C'est dingue ce pseudo événement de merde.
Je suis blaszzzzzzé
Par plein de choses.
Le fait tout d'abord qu'il faut créer un événement pour qu'on daigne s'intéresser à l'actualité éditoriale. On est soi disant dans un pays qui lit. Quand je vois que le chiffre d'affaire du
jeu video est de 40 milliards dans le monde (Courrier international du 20 août) je me demande comment faire pour rendre aux bouquins une présence plus grande. D'ailleurs dans un article du NY
Times (toujours dans CI), un auteur explique comment il a écrit son roman de SF en pensant à son adaptation en jeu vidéo. On ne pourra avancer dans le jeu qu'en connaissant des choses
racontées dans le roman...
C'est marrant cet imbroglio des deux mondes.
Ça me rassure aussi.
Pour moi les seules passerelles qu'il y avait entre le texte et l'image (mais un jeu n'est pas qu'une image…) c'était l'adaptation de roman en film.
Je suis défait les rares fois où je vais voir un film tiré d'un bouquin. Le pouvoir des mots est tellement plus évocateur que les images ternes qu'on nous sert…
Bon d'accord, vous allez dire que les temps changent, que "les gens" ne veulent plus lire, gnagnagna.
Je soupire dans mon coin.
Et je ne parle même pas des mères de famille qui lisent Elle et Madame Figaro puis qui vont acheter des bouquins une fois que la critique est tombée dans ces
bouses magazines…
Premier point
Vient ensuite, le fait que certains auteurs nous sortent un bouquin chaque année à cette même période. Quand je dis ça, je pense évidemment à Amélie Nothomb.
Son
Voyage d'hiver sorti il y a une semaine ne m'a pas emballé.
Le Fait du Prince s'est révélé niais et sans relief, là où elle aurait pu développer plein de trucs interessants (oui avec des conditionnels, la vie est simple)
Ni d'Eve ni d'Adam était un énième Amélie au Japon,
Journal d'hirondelle avec son tueur né était chiant à mourir et.. oh !
Bah voila : il faut remonter à
Acide Sufurique pour avoir un bouquin qui tienne la route où elle évoque et développe une réflexion implicite au texte sur la téléréalité (ici je fais un
p'tit salut à mon ami
Stan. Si vous ne savez pas pourquoi, lui il le sait).
Un bouquin qui m'avait fait croire que l'auteur d'
Attentat et de
Mercure avaient retrouvé de l'allant après
Antechrista et
Robert des Noms Propres. Bah non, faut
pas rêver…
Bon, OK, je fais une pause pour recevoir dans la face les centaines de réponses des lectrices et lecteurs offusqué(e)s devant mes partis pris (Mais arrêêêêêêteeu, moi j'ai adoréééééééé).

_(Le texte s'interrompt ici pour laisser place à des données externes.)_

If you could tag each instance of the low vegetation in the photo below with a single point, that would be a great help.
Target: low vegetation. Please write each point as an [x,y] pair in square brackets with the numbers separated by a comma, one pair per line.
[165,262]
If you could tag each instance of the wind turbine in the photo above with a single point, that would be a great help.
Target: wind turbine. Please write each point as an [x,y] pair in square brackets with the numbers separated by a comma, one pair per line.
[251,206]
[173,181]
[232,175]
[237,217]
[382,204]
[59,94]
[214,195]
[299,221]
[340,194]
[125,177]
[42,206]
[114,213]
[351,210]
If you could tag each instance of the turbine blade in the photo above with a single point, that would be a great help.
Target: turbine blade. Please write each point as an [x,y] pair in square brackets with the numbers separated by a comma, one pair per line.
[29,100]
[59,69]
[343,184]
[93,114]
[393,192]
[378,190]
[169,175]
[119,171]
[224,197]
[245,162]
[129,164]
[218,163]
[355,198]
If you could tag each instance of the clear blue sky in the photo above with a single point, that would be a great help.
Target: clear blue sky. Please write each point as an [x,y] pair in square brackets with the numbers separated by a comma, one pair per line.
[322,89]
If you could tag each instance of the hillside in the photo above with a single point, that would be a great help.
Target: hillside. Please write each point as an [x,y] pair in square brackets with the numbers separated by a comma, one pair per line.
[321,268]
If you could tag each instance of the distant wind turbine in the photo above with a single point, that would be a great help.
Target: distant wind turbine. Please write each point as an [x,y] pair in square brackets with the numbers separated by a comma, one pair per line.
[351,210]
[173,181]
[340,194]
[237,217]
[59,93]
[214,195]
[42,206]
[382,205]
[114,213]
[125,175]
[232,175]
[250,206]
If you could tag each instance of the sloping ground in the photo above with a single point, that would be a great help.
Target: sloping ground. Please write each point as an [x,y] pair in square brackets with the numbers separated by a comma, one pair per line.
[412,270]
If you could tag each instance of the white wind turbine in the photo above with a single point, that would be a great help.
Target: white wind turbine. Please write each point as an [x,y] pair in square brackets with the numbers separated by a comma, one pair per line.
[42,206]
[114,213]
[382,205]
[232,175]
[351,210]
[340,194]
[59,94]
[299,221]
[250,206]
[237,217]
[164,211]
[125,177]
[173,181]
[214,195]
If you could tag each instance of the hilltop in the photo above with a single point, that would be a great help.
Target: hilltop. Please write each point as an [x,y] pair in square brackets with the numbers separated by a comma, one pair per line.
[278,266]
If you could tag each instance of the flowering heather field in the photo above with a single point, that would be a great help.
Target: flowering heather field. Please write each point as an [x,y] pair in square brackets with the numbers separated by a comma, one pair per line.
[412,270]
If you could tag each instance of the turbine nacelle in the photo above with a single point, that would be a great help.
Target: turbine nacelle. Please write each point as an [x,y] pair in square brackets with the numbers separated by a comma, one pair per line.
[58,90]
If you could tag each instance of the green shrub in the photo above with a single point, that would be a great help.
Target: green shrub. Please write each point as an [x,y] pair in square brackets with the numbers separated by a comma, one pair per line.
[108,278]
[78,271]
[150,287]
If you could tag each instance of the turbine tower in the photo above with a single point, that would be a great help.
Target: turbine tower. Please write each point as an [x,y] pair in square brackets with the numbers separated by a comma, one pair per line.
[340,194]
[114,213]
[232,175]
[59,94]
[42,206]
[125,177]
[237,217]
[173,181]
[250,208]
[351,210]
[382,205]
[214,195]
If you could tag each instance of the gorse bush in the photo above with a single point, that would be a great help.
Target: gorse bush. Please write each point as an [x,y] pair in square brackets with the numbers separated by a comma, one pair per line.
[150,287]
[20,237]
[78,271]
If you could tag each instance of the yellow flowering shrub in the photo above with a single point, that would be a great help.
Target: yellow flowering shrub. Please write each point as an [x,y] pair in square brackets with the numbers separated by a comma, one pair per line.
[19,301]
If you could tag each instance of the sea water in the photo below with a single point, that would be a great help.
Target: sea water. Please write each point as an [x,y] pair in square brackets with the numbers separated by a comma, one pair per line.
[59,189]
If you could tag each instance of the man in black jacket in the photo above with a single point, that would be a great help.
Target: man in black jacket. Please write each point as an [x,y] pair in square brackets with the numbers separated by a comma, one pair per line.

Voila, je vous remercie d'avoir râlé, n'hésitez pas à en rajouter, pendant ce temps là je continue.
Quand je reprends la liste des bouquins, je suis perplexe.
Cette année, les éditeurs de Marc Lévaille et Guillaume Mussal ont cru que ça allait le faire de sortir les derniers étrons de leurs poulains avant les vacances. Vous me direz, c'est toujours ça de
moins à évincer sur les rayonnages. Bien sûr, j'ai feuilleté un peu les pages et j'ai pris la 4eme de couv de Musso. Là, j'ai baaaadé : San Francisco, une histoire d'amour, un truc inexpliqué,
bref, la recette habituelle. D'ailleurs le premier témoignage d'une lectrice sur le site de la Fnac est éloquent :
" J'aime lire ses livres car il me transporte loin du train-train quotidien, il me fait rêver, voyager et quand arrive la fin je me dis déjà et attend le prochain avec impatience..."
Alors je pose la question, suis-je un pseudo intello de façade à stigmatiser ce genre de bouquins ?
Bon vous me direz que les derniers bouquins que j'ai achetés ou empruntés n'étaient pas non plus des essais : le dernier Paul Auster, "
Man In the dark", un Zweig que j'avais jamais lu
"
La confusion des sentiments", "
Le Japon n'existe pas" que je vous conseille, et "
Eloge de Rien" un mini
bouquin publié aux Editions Allia, une maison qui a une ligne éditoriale terrible avec des formats minuscules.
Restent quand même des poids lourds de l'édition. Bons ou mauvais. Encore un Beigbeder, par exemple. Après
99F,
Nouvelles sous Extasy et
l'Amour dure 3 ans
(celui-là je l'ai adoré), j'ai essayé les autres mais j'ai décroché. Faut-il donc que je m'intéresse au dernier ?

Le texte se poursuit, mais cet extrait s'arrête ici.